I’m happy to announce the launch of an exciting and important new initiative that I am co-directing with my colleagues Iginio Gagliardone and Proochista Ariana: the Big Data and Human Development incubator.

We aim to investigate the potential uses of ‘big data’ for advancing human development and addressing equity gaps. We are establishing a cross-disciplinary and global network to map what data sources and techniques exist for harnessing new digital data and address persistent concerns regarding human development, inequity, exclusion, and participation.

The ultimate goal of this Incubator will be to stimulate policy-oriented research that seeks to understand:

  • what presences and absences of data tell us about issues of participation and exclusion;
  • what data tell us about gaps in human development: facilitating better decision-making and accountability in previously data-sparse environments;
  • what tools have emerged globally that can maximise citizen ownership of big data.

Initially, the Incubator will build a digital observatory to assess the potentials of different data sources for informing human development, linking to relevant data and metadata. Through the use of detailed case studies, and in collaboration with end-users in some of the countries that most need to access big data, the Incubator will aim to empirically illustrate some of the promises and perils of using big data to inform human development. Finally, the Incubator will bring together research and policy from both Global North and South to ensure that methodological knowledge about big data is appropriately mapped on to the interests of stakeholders, to achieve key development outcomes.

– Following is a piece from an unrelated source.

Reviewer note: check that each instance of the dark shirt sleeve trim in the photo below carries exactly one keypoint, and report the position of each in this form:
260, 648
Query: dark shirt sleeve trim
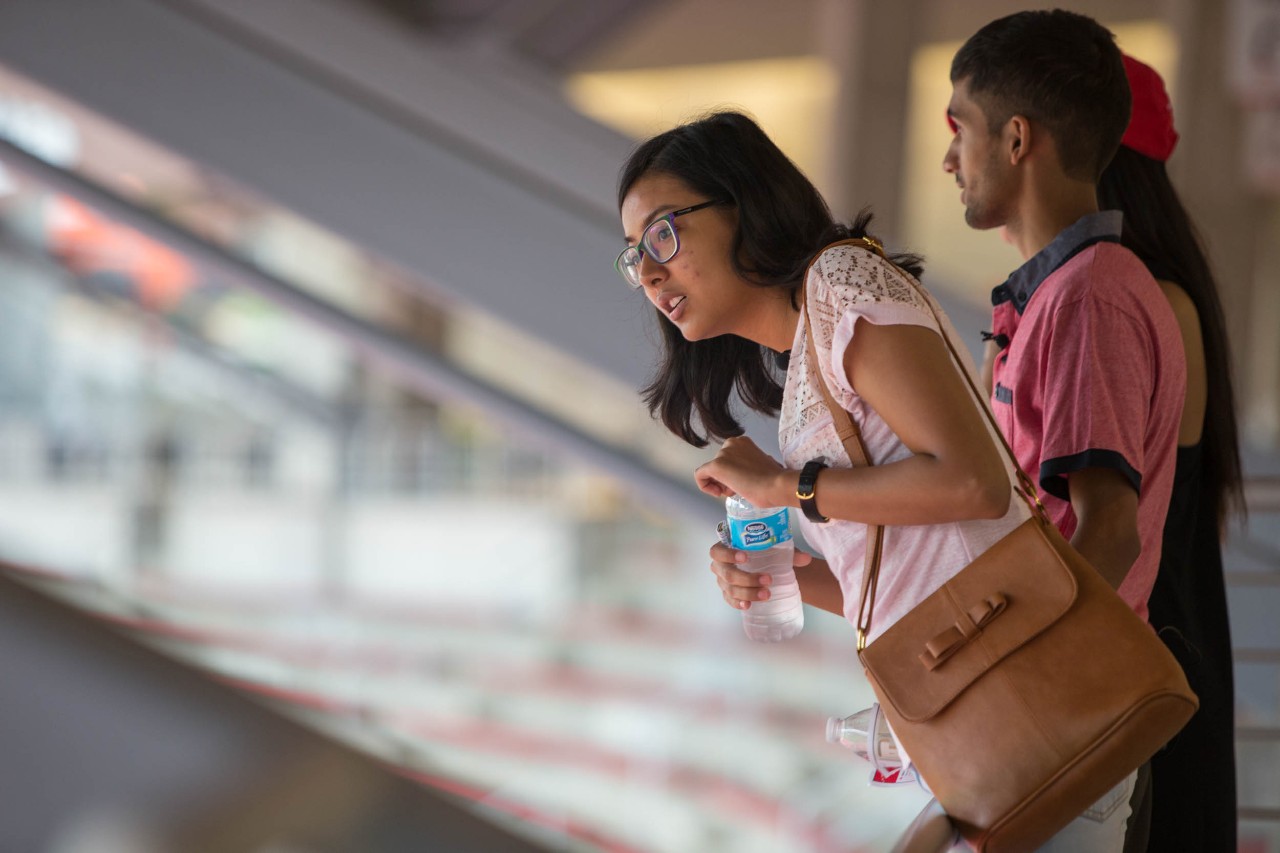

We hope for this to be a very inclusive initiative. Already, we have had important help in setting it up from David Peter Simon, Marco Haenssgen, and Cristina Golomoz; we are building a network of interested scholars based at the University of Oxford; and our next step will be to include practitioners, scholars, and interested parties from around the world. We want to make sure that the resources we put together, and the workshops we organise are shaped by the people that they will matter most to.